Moreover, many Kremlin-watchers believe there is a debate under way among the Russian elite about the long-term efficacy of the hard-line foreign policy that has been prevalent in recent years.

"What the EU is doing at the moment is [seeking] to facilitate a change in Russian policy," says Michael Emerson, a specialist on Russia-EU relations at the Center for European Policy Studies in Brussels. "I think the majority balance among EU foreign ministers is still hoping that they should play their cards in order to facilitate such a positive movement rather than to flip over into a more confrontational mode."

This policy inclination, analysts say, coincides with powerful commercial incentives like Germany's participation in the North Stream pipeline project with Russia and joint projects between energy companies like Russia's Gazprom and Italy's Eni.

Eugeniusz Smolar of the Center for International Relations in Warsaw says you can see "horror on the faces" of business leaders in Europe when relations with Russia deteriorate.

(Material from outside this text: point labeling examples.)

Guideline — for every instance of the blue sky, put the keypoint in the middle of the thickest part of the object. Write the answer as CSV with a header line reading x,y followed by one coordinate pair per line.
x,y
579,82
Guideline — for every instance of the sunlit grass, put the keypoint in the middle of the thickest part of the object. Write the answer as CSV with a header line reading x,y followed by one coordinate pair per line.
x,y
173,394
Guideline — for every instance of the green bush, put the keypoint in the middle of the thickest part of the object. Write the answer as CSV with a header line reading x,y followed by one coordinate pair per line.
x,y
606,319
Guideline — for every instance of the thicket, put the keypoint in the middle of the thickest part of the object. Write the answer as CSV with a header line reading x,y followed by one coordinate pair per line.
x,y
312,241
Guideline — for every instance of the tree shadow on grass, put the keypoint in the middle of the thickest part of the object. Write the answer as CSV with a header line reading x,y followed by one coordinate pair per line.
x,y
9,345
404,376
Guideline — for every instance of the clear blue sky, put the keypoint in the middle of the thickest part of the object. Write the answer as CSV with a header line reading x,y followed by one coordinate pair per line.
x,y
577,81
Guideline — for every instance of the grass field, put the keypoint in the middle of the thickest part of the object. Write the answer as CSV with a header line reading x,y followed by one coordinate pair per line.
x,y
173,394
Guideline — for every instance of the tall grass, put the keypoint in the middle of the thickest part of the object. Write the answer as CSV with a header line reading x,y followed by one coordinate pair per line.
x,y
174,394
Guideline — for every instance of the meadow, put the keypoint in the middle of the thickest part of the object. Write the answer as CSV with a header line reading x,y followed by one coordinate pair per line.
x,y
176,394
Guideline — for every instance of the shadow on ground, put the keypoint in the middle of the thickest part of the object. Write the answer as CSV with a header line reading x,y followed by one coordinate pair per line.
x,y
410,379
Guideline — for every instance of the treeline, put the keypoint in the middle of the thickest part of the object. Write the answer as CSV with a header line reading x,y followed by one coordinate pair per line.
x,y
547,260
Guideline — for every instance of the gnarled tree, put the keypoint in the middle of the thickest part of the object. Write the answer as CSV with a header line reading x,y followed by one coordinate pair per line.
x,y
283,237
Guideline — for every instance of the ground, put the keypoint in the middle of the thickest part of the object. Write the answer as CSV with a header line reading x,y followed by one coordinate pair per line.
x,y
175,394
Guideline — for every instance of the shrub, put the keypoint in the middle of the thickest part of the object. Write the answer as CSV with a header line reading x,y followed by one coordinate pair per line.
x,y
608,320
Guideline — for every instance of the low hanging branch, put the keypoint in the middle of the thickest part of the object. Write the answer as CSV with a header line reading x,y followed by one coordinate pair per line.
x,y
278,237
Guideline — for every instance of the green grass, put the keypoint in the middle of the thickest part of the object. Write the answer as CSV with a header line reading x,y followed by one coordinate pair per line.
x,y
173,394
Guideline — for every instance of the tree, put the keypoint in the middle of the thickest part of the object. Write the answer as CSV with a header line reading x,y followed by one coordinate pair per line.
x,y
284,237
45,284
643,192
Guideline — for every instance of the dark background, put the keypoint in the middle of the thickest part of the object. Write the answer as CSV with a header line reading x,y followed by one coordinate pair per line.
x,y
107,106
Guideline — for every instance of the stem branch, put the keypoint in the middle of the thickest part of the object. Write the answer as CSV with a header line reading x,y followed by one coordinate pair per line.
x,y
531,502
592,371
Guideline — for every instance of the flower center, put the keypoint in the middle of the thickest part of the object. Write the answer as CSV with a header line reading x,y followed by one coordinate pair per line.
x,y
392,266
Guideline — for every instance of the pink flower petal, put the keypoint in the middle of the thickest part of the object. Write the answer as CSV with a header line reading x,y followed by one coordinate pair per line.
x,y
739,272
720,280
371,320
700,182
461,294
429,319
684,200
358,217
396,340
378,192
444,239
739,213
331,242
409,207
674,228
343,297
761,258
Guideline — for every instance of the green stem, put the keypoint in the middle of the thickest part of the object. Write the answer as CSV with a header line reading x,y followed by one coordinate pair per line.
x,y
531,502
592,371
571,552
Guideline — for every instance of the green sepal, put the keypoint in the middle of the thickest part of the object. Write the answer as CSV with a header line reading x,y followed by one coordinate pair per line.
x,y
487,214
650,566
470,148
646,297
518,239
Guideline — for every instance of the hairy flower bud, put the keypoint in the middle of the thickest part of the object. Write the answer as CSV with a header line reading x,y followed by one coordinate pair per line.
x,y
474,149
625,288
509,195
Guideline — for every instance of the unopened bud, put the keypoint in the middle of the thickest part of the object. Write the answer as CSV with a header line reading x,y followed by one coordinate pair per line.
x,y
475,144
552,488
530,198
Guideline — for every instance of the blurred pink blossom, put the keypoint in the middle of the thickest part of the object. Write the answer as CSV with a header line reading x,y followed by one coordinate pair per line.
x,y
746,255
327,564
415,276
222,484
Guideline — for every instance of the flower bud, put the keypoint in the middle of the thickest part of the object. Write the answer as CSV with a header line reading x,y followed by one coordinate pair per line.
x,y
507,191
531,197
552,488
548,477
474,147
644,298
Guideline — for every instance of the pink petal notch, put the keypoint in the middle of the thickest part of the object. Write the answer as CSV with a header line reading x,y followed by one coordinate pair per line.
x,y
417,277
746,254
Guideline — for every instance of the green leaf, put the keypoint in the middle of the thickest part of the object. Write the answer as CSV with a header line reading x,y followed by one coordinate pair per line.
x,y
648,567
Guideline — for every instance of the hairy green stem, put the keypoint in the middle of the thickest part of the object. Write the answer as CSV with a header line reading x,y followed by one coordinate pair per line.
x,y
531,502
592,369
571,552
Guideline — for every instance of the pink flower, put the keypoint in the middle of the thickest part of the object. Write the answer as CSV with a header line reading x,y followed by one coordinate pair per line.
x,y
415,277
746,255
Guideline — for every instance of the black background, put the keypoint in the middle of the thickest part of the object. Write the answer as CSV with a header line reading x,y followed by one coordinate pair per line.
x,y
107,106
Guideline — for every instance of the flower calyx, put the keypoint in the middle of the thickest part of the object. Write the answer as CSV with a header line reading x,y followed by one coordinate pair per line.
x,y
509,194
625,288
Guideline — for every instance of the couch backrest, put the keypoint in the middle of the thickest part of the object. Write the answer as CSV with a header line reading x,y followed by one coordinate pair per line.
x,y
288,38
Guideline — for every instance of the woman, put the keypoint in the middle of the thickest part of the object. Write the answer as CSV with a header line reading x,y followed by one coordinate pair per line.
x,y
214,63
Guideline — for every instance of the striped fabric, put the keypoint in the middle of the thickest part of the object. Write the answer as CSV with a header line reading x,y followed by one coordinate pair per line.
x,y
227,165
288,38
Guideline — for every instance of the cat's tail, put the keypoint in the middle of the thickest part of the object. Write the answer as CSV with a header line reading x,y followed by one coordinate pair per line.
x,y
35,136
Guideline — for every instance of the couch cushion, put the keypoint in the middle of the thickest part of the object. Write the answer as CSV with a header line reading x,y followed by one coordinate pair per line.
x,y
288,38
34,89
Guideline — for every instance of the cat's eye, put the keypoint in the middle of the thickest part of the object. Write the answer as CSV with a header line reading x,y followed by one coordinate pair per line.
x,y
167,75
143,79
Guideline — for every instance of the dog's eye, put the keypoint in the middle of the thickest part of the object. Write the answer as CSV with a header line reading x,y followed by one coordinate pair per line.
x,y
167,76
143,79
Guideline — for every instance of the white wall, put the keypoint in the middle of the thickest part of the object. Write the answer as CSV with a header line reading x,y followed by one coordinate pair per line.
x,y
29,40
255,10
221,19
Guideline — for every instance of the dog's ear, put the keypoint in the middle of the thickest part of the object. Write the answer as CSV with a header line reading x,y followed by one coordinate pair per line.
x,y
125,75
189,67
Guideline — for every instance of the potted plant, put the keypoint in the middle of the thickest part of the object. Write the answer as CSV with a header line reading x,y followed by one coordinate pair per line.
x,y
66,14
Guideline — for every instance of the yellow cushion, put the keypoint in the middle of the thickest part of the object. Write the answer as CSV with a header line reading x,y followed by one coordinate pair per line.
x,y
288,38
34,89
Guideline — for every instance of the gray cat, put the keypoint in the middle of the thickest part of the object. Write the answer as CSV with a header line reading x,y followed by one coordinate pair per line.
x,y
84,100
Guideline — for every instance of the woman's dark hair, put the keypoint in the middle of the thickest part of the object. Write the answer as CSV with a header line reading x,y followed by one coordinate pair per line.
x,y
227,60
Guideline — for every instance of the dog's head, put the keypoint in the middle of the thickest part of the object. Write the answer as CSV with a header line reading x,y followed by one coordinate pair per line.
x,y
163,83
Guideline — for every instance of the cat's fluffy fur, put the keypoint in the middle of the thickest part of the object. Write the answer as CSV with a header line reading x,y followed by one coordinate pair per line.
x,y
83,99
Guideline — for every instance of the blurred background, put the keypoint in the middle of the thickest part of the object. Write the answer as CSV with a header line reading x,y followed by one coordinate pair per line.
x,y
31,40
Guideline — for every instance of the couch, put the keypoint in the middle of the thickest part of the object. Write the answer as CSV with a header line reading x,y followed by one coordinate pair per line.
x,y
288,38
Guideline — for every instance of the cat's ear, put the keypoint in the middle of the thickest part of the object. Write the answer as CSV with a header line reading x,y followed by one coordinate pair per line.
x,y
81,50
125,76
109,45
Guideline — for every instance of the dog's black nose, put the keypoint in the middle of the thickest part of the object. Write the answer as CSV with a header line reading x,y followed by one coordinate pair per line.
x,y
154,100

"The problem is that there are vested interests -- mainly economic interests, but also strategic interests -- that do not allow [these countries] in these circumstances to see Russia as an enemy, [or even] as a major adversary," Smolar says.

Such calculations, however, may change as the Anglo-Russian dispute unfolds.

A defiant Brown, unswayed by angry calls from Moscow to "deny or confirm" the BBC report, told the House of Commons on July 10 that the Litvinenko case "would not be closed."

He added, "We have justice to do on the part of someone who was murdered on British soil, and it is not an acceptable position to be where we are."